A retrospective analysis of patients from Shanghai Parkway Health Ophthalmology Department and Peking University People's Hospital Optometry Center. The dataset likely contains demographic and ocular biometric parameters used to develop a machine learning model for predicting myopia progression. The model was developed by Peng Zhou and published on figshare in April 2026.
Use Cases
- Building machine learning models to predict myopia progression risk based on biometric parameters.
- Analyzing the importance of specific ocular features like pupil size and corneal thickness for axial elongation.
- Comparing the performance of different ML algorithms (e.g., XGBoost, random forest) on clinical prediction tasks.

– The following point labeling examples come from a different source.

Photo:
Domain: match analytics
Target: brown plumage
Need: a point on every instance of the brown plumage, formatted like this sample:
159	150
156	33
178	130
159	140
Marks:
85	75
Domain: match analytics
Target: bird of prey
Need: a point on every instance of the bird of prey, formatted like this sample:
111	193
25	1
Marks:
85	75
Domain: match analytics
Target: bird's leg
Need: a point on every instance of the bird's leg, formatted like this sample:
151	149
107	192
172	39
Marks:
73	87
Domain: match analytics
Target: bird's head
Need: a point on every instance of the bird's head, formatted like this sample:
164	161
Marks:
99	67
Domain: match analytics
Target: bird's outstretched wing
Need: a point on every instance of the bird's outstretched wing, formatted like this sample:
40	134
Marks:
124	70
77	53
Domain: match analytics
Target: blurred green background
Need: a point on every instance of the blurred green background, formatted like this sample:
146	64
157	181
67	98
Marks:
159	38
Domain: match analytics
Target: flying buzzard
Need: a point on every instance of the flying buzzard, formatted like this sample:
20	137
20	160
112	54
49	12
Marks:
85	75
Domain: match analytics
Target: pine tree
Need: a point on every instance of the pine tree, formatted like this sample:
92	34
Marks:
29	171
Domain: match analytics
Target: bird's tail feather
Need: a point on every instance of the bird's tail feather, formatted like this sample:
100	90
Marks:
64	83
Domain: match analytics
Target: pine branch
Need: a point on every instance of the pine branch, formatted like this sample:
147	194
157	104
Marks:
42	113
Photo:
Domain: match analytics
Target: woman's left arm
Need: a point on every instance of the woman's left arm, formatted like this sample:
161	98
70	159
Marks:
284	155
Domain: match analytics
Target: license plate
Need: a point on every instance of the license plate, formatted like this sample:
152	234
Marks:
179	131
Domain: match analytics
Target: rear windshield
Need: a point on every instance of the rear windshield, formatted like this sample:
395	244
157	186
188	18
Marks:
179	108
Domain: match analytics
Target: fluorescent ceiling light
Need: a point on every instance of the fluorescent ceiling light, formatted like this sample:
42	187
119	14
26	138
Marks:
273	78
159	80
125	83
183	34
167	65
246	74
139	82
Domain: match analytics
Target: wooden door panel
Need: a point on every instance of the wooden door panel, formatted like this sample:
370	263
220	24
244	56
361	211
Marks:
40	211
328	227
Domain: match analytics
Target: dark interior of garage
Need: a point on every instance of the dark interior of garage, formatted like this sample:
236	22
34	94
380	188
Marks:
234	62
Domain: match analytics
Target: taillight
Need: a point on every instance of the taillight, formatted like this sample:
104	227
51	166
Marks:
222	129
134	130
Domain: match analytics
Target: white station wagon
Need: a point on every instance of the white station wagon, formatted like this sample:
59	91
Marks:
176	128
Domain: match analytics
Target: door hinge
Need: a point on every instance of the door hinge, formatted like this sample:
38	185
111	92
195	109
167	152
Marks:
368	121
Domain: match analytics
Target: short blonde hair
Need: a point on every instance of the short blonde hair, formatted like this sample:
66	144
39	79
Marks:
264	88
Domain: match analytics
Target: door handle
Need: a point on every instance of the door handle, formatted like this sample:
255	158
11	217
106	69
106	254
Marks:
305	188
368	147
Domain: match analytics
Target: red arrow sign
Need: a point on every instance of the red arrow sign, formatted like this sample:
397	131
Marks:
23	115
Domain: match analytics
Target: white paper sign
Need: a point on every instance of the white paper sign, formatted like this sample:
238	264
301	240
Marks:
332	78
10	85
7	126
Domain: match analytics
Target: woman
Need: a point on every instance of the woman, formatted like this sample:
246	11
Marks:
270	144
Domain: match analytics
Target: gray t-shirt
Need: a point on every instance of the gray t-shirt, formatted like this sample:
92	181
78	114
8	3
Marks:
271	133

- Creating quantitative assessment tools for early clinical intervention in myopia management.
Strengths
- The dataset is associated with a published study where an XGBoost model achieved an R² of 0.913 on the training set.
- Variable importance analysis identified specific predictors, with pupil size scoring 100 and corneal thickness scoring 40.88.
- The training and validation sets showed no statistically significant differences in baseline characteristics (all P > 0.05).
Limitations
- Column-level documentation is absent; field semantics must be inferred after download.
- Row count is unknown, which may limit suitability assessment.
- The dataset size is 9.6 KB, indicating a very limited scope.
Provenance
- Source
- Peng Zhou
- Collection Method
- Retrospective analysis of patient records.
- Freshness
- Last updated 2026-04-24 17:43:41; freshness should be verified.
- Geography
- Patients treated in Shanghai and Beijing, China.